Ee estas palabras se refleja toda la singularidad de María como la obra maestra de la acción de Dios y de su gracia, una obra maestra formada, sobre todo, por la virginidad de María y su disponibilidad esponsal a la iniciativa divina. «La vida de María – afirma von Balthasar al tratar sobre la figura y la transparencia propias de la mediación de la Iglesia – debe considerarse como el prototipo de lo que el ars Dei puede formar a partir de una materia humana que se le opone. Es una vida femenina que, más que la masculina, espera ser formada por el hombre, por el esposo, por Cristo y por Dios. Es una vida virginal que no conoce otra ley de formación más que Dios y el fruto que Él le da para llevar, dar a luz, nutrir y criar. Es una vida materna y esponsal al mismo tiempo, cuya fuerza de donación se extiende desde lo material hasta lo más espiritual. En todo esto, es una vida enteramente disponible. […] Las situaciones de esta vida son inimitables, inolvidables, tan únicas como universalmente válidas y significativas. Los tres ciclos del rosario [hoy deberíamos hablar de cuatro ciclos] la presentan a la anamnesis de la Iglesia y de los cristianos, en una unión estrechísima de forma con la vida de Cristo. Y, en realidad, la vida de María no tiene una forma propia separada; está en la compañía más cercana con la forma [figura] de Cristo; está en la sombra y a la luz de su única figura. Pero [la vida de María] no queda simplemente oscurecida por esta figura, sino que, precisamente en su utilización por parte de Cristo, al llevar la cruz con Él, queda inmersa en la luz que irradia de Él»[5].

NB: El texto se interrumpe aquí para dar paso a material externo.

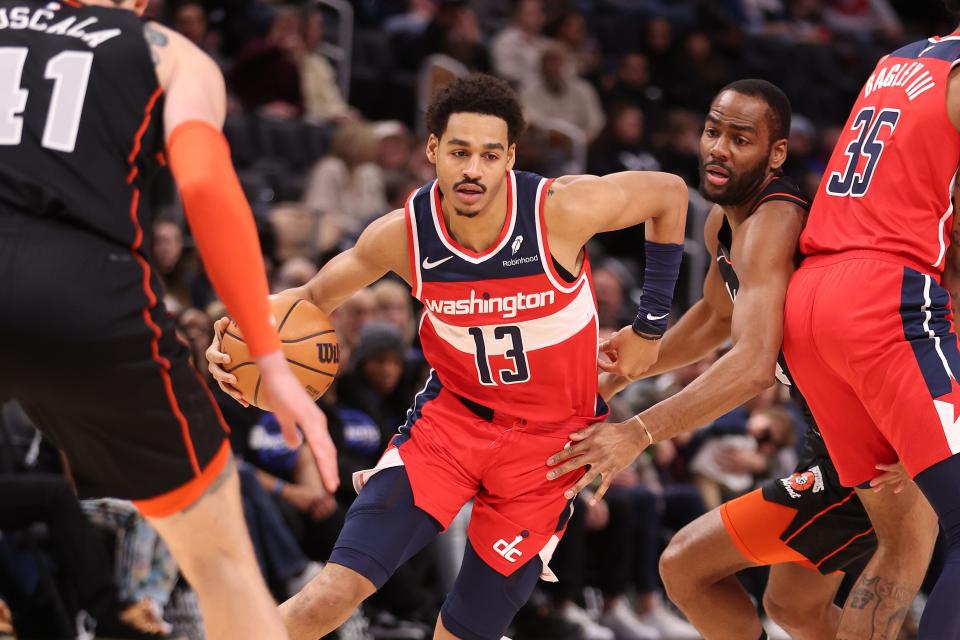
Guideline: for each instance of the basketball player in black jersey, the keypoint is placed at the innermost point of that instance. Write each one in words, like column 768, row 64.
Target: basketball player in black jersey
column 94, row 101
column 807, row 526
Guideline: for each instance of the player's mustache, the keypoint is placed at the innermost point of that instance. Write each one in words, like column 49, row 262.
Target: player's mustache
column 475, row 183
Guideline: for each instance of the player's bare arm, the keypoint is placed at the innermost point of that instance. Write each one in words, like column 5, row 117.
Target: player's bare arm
column 382, row 247
column 703, row 328
column 579, row 207
column 194, row 111
column 764, row 251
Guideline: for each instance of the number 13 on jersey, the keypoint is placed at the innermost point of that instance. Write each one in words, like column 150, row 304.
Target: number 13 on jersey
column 498, row 337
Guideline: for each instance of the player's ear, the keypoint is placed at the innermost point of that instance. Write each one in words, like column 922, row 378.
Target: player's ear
column 778, row 153
column 432, row 143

En estas líneas de meditación, que podríamos definir como la configuración cristológica de María, ya se presenta una primera indicación de la ejemplaridad de la Virgen, tanto para la Iglesia en su conjunto como para cada cristiano. En primer lugar, se subraya que María, participando como «compañera femenina» en el camino de la cruz de su Hijo, también toma parte en su ocultamiento y en su abajamiento, es decir, en esa dimensión kenótica de la cristología tan profundamente destacada por von Balthasar en toda su teología. En particular, la vida de María, comparada con la de Jesús, es menos visible, carente de «operaciones milagrosas visibles, de fenómenos místicos, de reconocimientos y de oposiciones por parte de los hombres». Más aún, «más que la vida de Cristo, la vida de María está situada en el claroscuro de la gracia y de la fe. La glorificación llega después». Por ello, concluye von Balthasar, «siguiendo a María, todas las creaciones de Cristo en la Iglesia de los santos están sujetas a esta ley del claroscuro». Algunas figuras de santos han recibido «una especie de arquetipicidad secundaria, pero nunca completamente desprovista de ocultamiento». De manera más general, en la vida de los santos, más allá de los carismas individuales, la potencia divina que actúa en ellos está sustraída a la vista, marcada precisamente por el ocultamiento: «Se manifiesta solo en la medida necesaria para que la mano ofrecida en la oscuridad pueda ser tomada con confianza»[6].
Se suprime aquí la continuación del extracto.